Ad ogni modo abbiamo buone ragioni per credere che, nelle ore consacrate in ogni tempo agli spiriti, una gran figura vestita di bianco si aggirava intorno agli appartamenti di Legrée, passava per gli usci, spariva tratto tratto, e ricomparendo saliva alla soffitta fatale; sappiamo egualmente che la mattina si trovavano le porte chiuse a chiave come alla sera.
Legrée cioncava perciò più acquavite del solito, portava alta la testa, e durante il giorno tempestava e bestemmiava con maggior fracasso di prima; ma ciò nonostante egli faceva cattivi sogni, e le visioni del suo cervello erano sempre più tetre. La notte dopo che fu portato via il cadavere di Tom, Legrée si recò alla città vicina, e quivi si abbandonò interamente alla crapula. Tornò tardi alla piantagione, e, stanco dallo stravizio, chiuse attentamente la porta e andò a coricarsi.

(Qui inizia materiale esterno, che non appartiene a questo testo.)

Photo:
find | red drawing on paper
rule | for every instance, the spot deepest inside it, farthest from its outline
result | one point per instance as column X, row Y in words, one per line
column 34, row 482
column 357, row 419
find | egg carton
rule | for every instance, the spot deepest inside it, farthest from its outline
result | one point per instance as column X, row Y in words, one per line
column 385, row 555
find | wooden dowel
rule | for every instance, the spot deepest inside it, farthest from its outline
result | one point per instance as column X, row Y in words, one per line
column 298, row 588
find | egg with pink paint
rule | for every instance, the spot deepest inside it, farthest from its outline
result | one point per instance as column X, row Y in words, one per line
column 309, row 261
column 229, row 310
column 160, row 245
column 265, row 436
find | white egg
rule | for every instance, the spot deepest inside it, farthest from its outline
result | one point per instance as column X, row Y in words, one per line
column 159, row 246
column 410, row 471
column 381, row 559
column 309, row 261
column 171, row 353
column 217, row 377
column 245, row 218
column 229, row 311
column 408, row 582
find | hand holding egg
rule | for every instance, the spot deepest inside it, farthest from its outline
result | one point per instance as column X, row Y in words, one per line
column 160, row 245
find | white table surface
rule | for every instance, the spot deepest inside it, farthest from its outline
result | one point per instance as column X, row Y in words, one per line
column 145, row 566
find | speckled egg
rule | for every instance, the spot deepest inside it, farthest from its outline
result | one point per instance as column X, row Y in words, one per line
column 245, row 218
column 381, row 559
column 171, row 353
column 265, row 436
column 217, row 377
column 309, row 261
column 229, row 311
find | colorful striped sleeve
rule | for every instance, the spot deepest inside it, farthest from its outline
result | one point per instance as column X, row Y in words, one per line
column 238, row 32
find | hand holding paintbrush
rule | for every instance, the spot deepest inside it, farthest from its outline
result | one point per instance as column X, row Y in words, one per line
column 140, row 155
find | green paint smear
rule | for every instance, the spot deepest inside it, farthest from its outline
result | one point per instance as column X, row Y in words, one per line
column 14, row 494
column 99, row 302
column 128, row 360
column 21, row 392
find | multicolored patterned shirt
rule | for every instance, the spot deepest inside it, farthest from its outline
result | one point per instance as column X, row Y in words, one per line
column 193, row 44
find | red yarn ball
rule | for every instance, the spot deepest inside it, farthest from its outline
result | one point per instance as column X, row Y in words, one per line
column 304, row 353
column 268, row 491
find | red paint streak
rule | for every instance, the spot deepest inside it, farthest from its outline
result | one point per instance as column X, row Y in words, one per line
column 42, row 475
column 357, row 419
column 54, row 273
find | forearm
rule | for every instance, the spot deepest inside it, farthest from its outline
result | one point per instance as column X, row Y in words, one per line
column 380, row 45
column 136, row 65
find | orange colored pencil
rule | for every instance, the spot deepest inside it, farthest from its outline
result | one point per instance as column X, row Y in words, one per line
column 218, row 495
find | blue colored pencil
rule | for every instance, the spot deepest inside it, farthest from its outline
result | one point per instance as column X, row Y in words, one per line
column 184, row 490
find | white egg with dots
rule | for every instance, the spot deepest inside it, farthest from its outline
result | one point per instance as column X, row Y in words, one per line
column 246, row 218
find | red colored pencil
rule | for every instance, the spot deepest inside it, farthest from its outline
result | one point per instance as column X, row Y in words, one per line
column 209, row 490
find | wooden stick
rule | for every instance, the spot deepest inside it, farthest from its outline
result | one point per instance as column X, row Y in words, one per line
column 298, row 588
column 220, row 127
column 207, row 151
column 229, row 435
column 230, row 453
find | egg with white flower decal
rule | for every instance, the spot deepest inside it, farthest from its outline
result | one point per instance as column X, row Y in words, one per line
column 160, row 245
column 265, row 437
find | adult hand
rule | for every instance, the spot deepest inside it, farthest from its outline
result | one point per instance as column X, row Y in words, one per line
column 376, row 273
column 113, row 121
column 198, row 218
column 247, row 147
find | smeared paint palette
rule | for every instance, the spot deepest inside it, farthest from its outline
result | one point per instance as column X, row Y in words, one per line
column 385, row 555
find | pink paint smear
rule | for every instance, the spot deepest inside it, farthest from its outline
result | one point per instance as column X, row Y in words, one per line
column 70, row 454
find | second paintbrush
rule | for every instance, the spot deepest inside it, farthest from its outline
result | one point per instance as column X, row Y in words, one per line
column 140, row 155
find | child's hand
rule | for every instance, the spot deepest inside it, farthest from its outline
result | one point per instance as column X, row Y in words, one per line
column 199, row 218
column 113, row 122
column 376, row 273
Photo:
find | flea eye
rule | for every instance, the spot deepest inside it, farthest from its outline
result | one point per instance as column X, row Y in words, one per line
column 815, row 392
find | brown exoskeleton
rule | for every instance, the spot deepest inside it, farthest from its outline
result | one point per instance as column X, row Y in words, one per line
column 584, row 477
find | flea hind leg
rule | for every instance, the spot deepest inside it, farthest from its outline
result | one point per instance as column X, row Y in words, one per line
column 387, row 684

Il malvagio può soffocare quanto vuole i suoi rimorsi: ma la coscienza è per lui un’ospite inquieta e formidabile. Chi può comprendere i dubbi e le paure che lo assediano? E i suoi forse, e quei brividi, quei timori ch’egli non può vincere, come non può annientare la sua propria eternità? Stolto colui che chiude a chiave l’uscio della sua camera per impedire l’ingresso agli spiriti, mentre ne porta uno nel cuore col quale non osa trovarsi solo... uno spirito la cui voce non può essere mai soffocata, e che risuona sempre come la tromba dell’estremo Giudizio!
Legrée aveva girato la chiave di dentro e posto una sedia contro l’uscio della camera; poi, collocata una lampada al suo capezzale, vi pose vicino le pistole e visitò le imposte e i ferri delle finestre.